By: Nathan Schuettpelz, ISA Certified Arborist/Municipal Specialist WI-0887AM
There is a level of risk associated with the trees on your property. There, I said it.
Sometimes we, especially Arborists, lose ourselves enjoying the beauty and benefits that trees provide. Trees are good, they are beautiful, and they provide us with many tangible and intangible benefits. We need to recognize that in the presence of trees there is a risk to the people, the structures, and the use of the property. As tree owners, your duty is to ensure that the trees on your property do not become an unacceptable risk to their surrounding environments. As risk assessors, our duty is to communicate with you the risks involved with your trees, the targets impacted in the event of tree or tree part failure, and the likelihood and severity of such an event. We also must provide you with recommended management options that result in an acceptable level of risk. Enter the TRAQ process.
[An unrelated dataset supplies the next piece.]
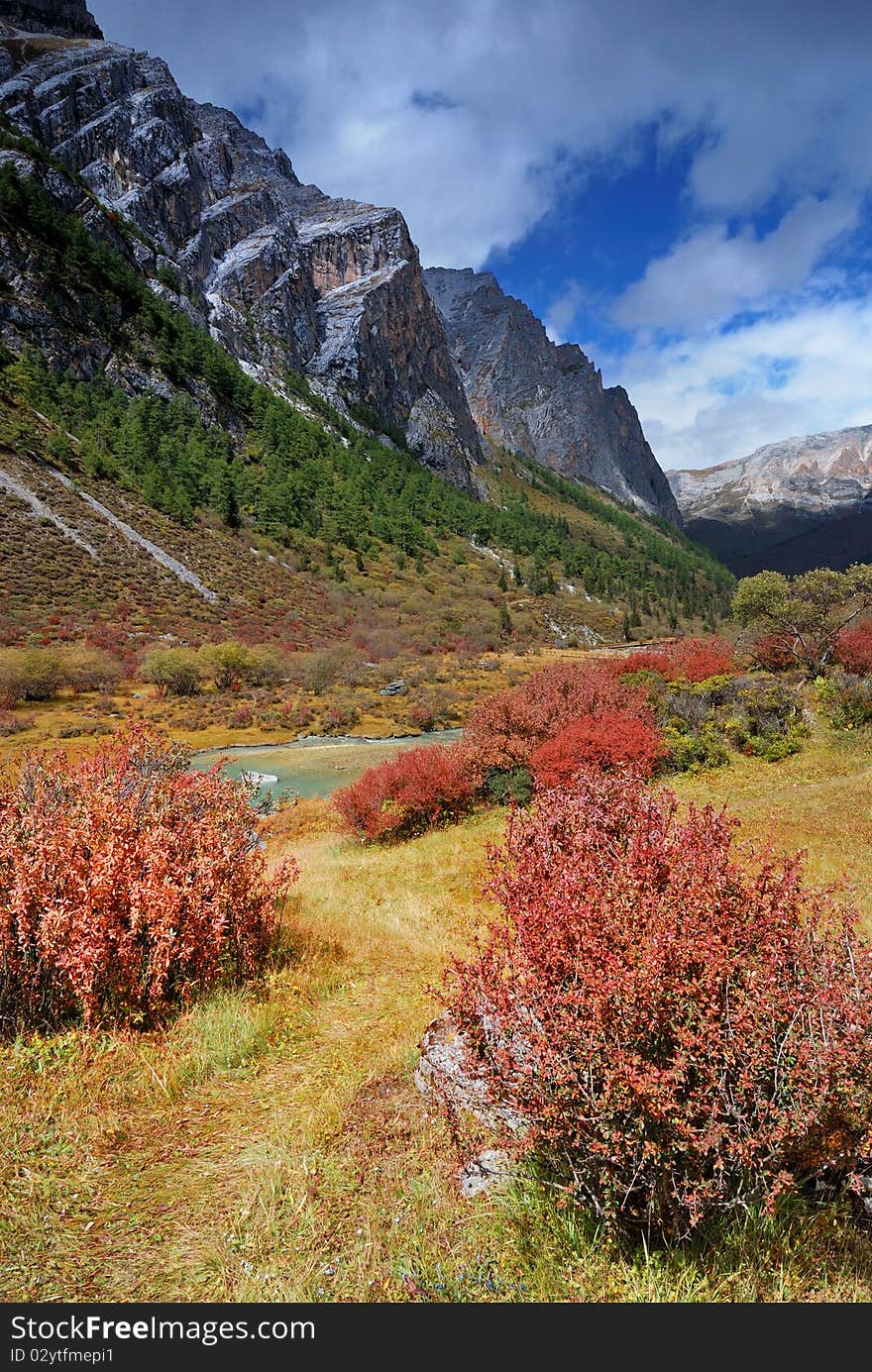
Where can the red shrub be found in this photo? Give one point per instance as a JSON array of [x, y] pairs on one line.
[[683, 1026], [773, 652], [409, 793], [507, 729], [854, 648], [608, 740], [127, 884], [687, 659]]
TRAQ, or Tree Risk Assessment Qualification, is an educational opportunity provided through the International Society of Arboriculture. During the course Arborists learn how to systematically and defensibly assess the risk level associated with trees. Wachtel Tree Science is proud to have two of our consulting arborists qualified in tree risk assessment.
So how does tree risk assessment apply to real world situations? Let us examine my property as an example. My wife and I recently purchased a house on the north side of Hartford, WI. Our front yard is adorned by a majestic Norway Maple, one of the largest I have ever seen. In the fall, it glows with brilliant amber and yellow-hued leaves. It is so large it can be viewed clearly from the other side of town. The problem is that the structure of the tree leaves something to be desired. Two very sizeable co-dominant stems split from the trunk just 8 feet above ground level. One stem leans over my house, the other over my neighbors. I would normally assess the tree to be of an unacceptable level of risk but a prior property owner recognized the problem and had support cables installed between the co-dominant stems. These cables help support the weight of each stem and the likelihood of their failure is very low, which is acceptable to my wife and I. We have kept the tree and enjoy the splendor it provides year round!